Slim grabbed an imaginary fly out the air, put his hands to his mouth and made gobbling noises.
"Well, the Australian was put off and he looked out the window; so did the Jew. A bit later a moth fies in the window. The Australian waves it away andit flies over to the Jew. The Jew grabs it," Slim grabbed the imaginary moth out of the air, "turns to the Biafran and says 'Oy maate? You vant to buy a moth?"
There was a pause, while I remembered that when the accredited class clown tells you a joke, you're supposed to laugh. But I wasn't quick enough, or hearty enough. He looked at me with a scornful expression and said "What's the matter, Trotsky? Aincha gotta sensayuma?"
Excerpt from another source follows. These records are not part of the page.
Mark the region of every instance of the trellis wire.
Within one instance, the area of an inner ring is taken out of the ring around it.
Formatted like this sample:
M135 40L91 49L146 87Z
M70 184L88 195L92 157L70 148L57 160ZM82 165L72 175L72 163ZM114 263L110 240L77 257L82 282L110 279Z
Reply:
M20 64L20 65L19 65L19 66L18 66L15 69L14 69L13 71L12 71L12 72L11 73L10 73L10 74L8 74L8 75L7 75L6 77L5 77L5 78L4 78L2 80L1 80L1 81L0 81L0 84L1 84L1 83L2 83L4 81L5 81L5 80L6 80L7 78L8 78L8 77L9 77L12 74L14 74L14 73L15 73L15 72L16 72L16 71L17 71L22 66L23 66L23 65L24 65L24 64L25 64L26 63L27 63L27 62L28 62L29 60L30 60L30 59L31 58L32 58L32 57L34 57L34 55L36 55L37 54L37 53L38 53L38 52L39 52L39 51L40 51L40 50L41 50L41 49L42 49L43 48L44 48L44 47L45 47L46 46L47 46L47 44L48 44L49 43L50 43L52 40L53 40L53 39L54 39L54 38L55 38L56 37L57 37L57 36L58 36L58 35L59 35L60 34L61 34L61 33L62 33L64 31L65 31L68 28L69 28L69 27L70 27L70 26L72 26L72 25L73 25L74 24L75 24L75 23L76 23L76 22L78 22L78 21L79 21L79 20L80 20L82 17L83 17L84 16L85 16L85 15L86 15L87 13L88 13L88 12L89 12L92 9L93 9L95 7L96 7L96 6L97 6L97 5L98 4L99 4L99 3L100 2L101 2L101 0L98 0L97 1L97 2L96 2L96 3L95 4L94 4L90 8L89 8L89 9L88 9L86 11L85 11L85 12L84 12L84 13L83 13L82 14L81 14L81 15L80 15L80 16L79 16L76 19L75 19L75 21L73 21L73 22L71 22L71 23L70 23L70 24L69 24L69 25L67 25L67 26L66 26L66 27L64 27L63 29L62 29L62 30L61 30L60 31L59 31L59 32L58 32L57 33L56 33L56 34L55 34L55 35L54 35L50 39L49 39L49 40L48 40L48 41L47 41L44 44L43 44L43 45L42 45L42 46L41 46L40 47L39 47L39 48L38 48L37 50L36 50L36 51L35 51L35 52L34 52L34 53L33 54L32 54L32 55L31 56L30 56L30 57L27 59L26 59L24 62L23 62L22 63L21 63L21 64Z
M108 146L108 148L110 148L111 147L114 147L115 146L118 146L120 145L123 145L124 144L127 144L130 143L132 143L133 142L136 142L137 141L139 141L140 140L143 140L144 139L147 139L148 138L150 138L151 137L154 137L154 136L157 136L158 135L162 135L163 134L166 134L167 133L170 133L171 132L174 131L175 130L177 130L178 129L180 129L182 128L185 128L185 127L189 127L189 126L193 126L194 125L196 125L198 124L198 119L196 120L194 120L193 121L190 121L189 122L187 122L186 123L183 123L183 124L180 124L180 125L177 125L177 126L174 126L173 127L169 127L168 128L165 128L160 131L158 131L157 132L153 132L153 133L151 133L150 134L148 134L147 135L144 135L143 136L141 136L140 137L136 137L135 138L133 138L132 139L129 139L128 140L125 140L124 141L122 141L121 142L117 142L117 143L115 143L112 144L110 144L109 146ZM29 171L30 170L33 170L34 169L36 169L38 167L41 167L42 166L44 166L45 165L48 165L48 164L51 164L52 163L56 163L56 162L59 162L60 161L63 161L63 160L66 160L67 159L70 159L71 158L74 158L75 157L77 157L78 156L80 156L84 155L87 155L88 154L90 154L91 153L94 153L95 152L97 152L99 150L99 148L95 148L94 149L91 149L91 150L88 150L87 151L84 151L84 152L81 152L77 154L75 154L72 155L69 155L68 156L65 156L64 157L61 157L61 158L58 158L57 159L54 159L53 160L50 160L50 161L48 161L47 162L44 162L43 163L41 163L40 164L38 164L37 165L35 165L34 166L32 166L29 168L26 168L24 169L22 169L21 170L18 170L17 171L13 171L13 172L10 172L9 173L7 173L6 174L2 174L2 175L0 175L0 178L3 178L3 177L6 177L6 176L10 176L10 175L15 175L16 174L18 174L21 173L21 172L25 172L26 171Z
It would be pleasing to editorialise this incident as an expression of precocious good taste or political correctness. Any claim I might make to the former would be somewhat compromised by my compendious knowledge of franger jokes and my dubious reputation, among my peers, for having the dirtiest mind in the school. The simple fact is that I didn't laugh because I didn't find Slim's joke particularly funny. Jew jokes didn't bother me that much at that time of my life. Possibly it was tossing in the Biafran that took it out of the realm of genuine humour and into the realm of things you'd damn well better laugh at if you know what's good for you.